For people who want business, it is a little ridiculous that they don’t take young brides seriously. I would move right along and find another vendor. We are paying way too much money for our wedding to deal with stuff like that!
Post # 8
I found every place we went to really went into depth about payment plans, credit options, etc. when we didn’t ever mention needing that information. Most of our vendors seemed visibly surprised when we just wrote a cheque for the full amount which I honestly do not think would have happened if we were an older couple (DH 24 I’m 23).
When we bought our rings (both my e-ring and our wedding bands) the sales associates at both stores seemed pretty disinterested in us. They were letting me try on rings to see what I liked but clearly didn’t think we’d be buying anything and I remember how drastically one womans attitude changed when we decided to make a purchase – it just felt like the whole time they weren’t taking us seriously, which I did not notice happening to some of the “older” people in the store.
Post # 9
So after talking panning stuff with my family, I think the problem might just be a mix of me being young and also me being too timid to actually speak up. Since planning with them my entire wedding has changed from being a May wedding with a cocktail reception to a December Wedding and a sit down dinner. I know I should try to speak up more and say what I feel but I’m not that kind of person, never have been. But my BFF and Maid/Matron of Honor is that kind of person so I know that if I tell her how I would like things and then bring her, she will stop me from getting steam rolled so much. So I’ll see how that goes.
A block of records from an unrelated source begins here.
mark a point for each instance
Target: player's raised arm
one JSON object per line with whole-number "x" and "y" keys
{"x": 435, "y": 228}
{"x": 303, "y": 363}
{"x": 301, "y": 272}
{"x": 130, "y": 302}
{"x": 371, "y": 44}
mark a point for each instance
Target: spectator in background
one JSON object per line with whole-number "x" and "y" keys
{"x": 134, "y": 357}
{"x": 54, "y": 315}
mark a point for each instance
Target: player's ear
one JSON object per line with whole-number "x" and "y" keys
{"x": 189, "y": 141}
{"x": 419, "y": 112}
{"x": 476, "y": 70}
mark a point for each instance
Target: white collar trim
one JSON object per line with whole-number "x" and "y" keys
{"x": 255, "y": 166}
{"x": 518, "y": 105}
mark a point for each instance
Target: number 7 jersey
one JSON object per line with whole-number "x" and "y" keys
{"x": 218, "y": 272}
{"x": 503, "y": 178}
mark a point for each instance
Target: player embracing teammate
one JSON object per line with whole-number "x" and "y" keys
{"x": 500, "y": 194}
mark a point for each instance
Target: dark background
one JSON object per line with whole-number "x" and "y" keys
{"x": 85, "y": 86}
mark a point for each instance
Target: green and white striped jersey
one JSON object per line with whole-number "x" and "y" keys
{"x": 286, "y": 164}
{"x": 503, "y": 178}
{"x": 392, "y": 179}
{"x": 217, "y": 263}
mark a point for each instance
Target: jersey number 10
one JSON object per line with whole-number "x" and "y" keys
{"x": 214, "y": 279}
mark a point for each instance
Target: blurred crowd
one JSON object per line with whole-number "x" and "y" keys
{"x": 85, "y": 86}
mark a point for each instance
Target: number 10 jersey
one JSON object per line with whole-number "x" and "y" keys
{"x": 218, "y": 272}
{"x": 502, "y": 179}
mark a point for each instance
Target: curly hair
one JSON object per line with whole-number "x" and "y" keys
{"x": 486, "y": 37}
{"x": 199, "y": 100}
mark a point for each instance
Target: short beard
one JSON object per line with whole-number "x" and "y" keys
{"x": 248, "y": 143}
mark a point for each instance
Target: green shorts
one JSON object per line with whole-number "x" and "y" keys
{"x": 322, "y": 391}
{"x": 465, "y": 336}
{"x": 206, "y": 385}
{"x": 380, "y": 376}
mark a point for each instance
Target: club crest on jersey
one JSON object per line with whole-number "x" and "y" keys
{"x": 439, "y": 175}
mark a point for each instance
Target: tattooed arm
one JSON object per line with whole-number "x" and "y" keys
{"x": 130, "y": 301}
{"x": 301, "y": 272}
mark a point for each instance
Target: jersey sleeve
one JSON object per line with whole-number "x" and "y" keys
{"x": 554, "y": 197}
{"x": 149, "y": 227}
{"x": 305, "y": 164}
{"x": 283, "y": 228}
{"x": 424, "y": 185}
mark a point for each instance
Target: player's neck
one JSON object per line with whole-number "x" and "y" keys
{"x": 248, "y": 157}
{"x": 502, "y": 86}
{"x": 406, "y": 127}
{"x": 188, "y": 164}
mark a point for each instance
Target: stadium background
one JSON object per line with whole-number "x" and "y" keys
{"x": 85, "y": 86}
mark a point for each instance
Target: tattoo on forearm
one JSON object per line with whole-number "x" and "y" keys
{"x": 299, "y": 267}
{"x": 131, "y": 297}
There’s obviously still the off chance that people are going to be rude about the fact that I’m young, but by the time I’m married I will be 23, which is the same age as my parents were when they got married, and they’ve been married 30 years.
Post # 10
- Wedding: April 2017 - Hogarths, Solihull
I’ve only just seen this post and it looks like you have a great plan of action going forward 🙂
I have also had a few issues with being taken seriously. I’m 24 but I have definitely seen some ‘looks’ from the staff in certain places. It doesn’t help that my mum is paying for the Wedding! I’ve mostly gotten around this by changing the way I dress when I am seeing vendors. I try to dress very smart and I do my makeup impeccibly. It makes me look a little older and helps me be taken seriously.
Post # 11
At 35 I still feel like until you show money or have a planner make first contact you get very little traction. You may not have seen older people not getting attention, but until I show my ring bought at the jewelers I still get no action. Also, since your wedding is still almost 2 years away, a lot of vendors are not that interested and will not even book more than a year out.
Post # 12
I had the same issue, especially since I am having a 2 year engagment. Two words… wedding planner. It is worth the money! She manages everything for me and for me thats a big plus, as I am not a people person. I think its an investment!
Post # 13
I don’t think it’s your age that is giving you trouble. I think it’s your wedding date. 2017 is to far out for many people in the wedding industry. I just turned 22, my wedding is August of 2017 and I have gotten similar reactions. I know it’s frustrating, but vendors that really want and are worth your business should compliment you on being a planner instead of not acting interested at all.
Post # 14
I totally agree. I’m an insane planner, I always have been. I feel like if you want my business, you have to speak to me. I plan early, and if you don’t respond while I’m going through the planning process then my plans aren’t going to have you in them. Not to mention that I’m planning this far in advance because I myself know how busy I am, and I know that if I try and squish it into a smaller time frame I’m just going to get completely overwhelmed.
Post # 15
I’m 23, marrying in June 2017 and only felt like one lady didn’t take me seriously. We didn’t love the venue anyway, but it does suck. I find speaking a little ‘harder’ if that makes any sense, and just being more bold helps. Every vendor I’ve spoken with already has 2017 bookings so I don’t think that is too unusual. I’m the same as you though, far too busy to leave this stuff.